1. *The Worm Ouroboros*, by E. R. Eddison. This one is, perhaps, a bit of a guilty pleasure. It's fantastic, don't get me wrong. Epic, manly fantasy at its finest. But the prose - I bloody love the prose, but goodness, I don't know why. I'm a bit of a minimalist, you know, but Eddison decided to recreate flowery, Edwardian prose (quite well, I should say; he uses his thous and thees correctly) and it just reads like a proper, medieval epic would. And the _ending_. That is my kind of ending.
2. *Gormenghast*, by Mervyn Peake. Can't critique me over a classic. Still haven't gotten my hands on the mess of notes for the would-be fourth book that came out earlier this year, but I have gotten a look at the illustrated editions and the stuff from Moorcock and done a bit of fangirling over it.
3. *The Iron Dragon's Daughter*, by Michael Swanwick. My obligatory obscure novel - it's about a girl named Jane and a sort-of magitek dragon-fighter plane, and it is awesome. It's a bit hard to describe it, because part of me wants to call it sci-fi even though there are changelings and dragons and magic, but it's great regardless, and a great deconstruction of fantasy.
4. *Iron Council*, by China Mieville. Obviously I'd have Mieville somewhere here. I might be one of the only people who would go for _Iron Council_, though. I think I just happen to agree with him on a lot of things in terms of both writing and ideology, and I think any great disagreement could make this book a bit harder to get through than his others. A quote from the author: "Iron Council is a book in which I can still see various flaws, things I’d tweak, things that may not work, and so on. But at the same time it came up from quite deep in me and expresses some things that matter to me very much in a more intense and unmediated way than perhaps any of the others – and I don’t just mean thematically, but in terms of prose and language. So I think perhaps it means the most to me of all the books."
5. *Palimpsest*, by Catherynne M. Valente. Mostly, this books just had fantastic language and imagery. I don't know. I really liked it.

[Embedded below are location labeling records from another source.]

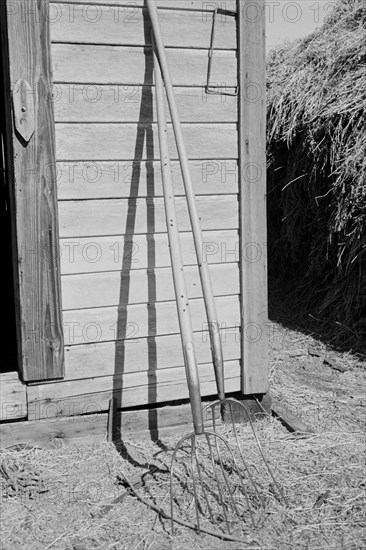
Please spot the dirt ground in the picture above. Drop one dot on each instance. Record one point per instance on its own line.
(76, 499)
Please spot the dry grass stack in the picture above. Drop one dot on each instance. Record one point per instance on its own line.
(317, 169)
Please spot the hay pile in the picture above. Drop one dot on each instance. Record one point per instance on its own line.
(317, 169)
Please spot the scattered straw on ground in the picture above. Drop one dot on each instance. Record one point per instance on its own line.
(323, 477)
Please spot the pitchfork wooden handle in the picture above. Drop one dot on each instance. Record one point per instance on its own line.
(176, 256)
(209, 300)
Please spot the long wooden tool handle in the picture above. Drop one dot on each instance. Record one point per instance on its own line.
(176, 257)
(214, 327)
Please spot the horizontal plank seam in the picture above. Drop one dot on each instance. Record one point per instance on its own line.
(130, 4)
(146, 269)
(132, 45)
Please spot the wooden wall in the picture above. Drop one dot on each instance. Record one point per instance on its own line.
(120, 322)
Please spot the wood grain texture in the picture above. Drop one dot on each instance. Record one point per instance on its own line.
(142, 354)
(110, 289)
(74, 431)
(131, 26)
(76, 63)
(136, 103)
(135, 389)
(13, 397)
(139, 216)
(129, 179)
(65, 432)
(140, 141)
(116, 253)
(140, 321)
(35, 194)
(253, 228)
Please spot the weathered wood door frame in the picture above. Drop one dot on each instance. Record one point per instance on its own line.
(32, 173)
(252, 196)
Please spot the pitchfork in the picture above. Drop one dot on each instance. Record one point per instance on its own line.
(211, 438)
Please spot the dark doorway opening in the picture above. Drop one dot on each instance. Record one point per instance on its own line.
(8, 349)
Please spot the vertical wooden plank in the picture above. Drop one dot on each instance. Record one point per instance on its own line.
(253, 231)
(34, 193)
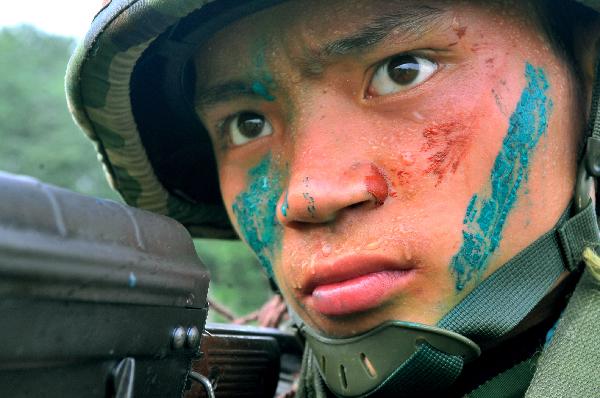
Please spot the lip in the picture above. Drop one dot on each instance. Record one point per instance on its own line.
(355, 284)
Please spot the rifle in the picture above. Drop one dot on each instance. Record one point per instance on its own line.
(98, 299)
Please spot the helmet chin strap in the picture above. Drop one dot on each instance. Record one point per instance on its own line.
(406, 359)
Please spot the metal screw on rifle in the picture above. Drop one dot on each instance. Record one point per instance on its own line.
(178, 338)
(193, 337)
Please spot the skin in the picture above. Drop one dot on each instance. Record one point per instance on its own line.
(356, 173)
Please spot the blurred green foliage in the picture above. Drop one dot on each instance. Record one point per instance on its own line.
(37, 134)
(237, 279)
(38, 138)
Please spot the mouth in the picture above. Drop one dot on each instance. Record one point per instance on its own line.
(355, 284)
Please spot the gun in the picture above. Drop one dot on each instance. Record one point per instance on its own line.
(99, 299)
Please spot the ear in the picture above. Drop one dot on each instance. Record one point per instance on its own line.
(586, 48)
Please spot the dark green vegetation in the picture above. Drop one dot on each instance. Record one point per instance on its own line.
(38, 138)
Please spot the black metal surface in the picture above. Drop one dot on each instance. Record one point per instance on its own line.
(91, 292)
(57, 244)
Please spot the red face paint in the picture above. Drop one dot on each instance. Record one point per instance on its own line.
(448, 143)
(377, 186)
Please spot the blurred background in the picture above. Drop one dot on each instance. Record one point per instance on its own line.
(38, 137)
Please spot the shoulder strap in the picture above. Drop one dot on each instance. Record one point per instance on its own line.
(510, 384)
(570, 366)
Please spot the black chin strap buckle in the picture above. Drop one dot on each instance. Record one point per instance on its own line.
(589, 168)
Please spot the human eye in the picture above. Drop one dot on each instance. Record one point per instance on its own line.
(400, 73)
(245, 127)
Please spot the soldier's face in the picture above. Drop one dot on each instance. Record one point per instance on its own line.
(382, 158)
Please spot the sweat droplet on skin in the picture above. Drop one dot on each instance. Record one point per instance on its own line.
(373, 245)
(418, 116)
(407, 253)
(407, 158)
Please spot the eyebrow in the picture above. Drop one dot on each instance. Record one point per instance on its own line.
(411, 21)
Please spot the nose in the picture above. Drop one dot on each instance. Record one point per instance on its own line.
(320, 195)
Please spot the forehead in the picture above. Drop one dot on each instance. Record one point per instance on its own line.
(304, 31)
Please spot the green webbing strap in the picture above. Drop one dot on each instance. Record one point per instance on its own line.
(510, 384)
(570, 365)
(495, 307)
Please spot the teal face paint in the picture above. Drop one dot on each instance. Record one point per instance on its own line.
(487, 213)
(260, 89)
(263, 79)
(285, 206)
(256, 212)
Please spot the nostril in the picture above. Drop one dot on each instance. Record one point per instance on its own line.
(377, 186)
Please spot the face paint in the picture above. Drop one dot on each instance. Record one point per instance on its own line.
(487, 213)
(255, 210)
(263, 78)
(449, 142)
(285, 206)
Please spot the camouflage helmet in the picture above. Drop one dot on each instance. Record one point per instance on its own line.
(130, 87)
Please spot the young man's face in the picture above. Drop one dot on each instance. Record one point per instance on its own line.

Also, honourable mentions to Scott Lynch, Pat Rothfuss, and Ursula K. LeGuin's "Earthsea" Cycle. The first two because their series have not yet finished, so I don't really feel right calling them my favourites, and LeGuin because _A Wizard of Earthsea_ is one of my favourites, but Tombs, Shore, and Tehanu... are okay, I guess.


----------



## Ravana

Ophiucha said:


> 1. *The Worm Ouroboros*, by E. R. Eddison. This one is, perhaps, a bit of a guilty pleasure. It's fantastic, don't get me wrong. Epic, manly fantasy at its finest. But the prose - I bloody love the prose, but goodness, I don't know why. I'm a bit of a minimalist, you know, but Eddison decided to recreate flowery, Edwardian prose (quite well, I should say; he uses his thous and thees correctly) and it just reads like a proper, medieval epic would. And the _ending_. That is my kind of ending.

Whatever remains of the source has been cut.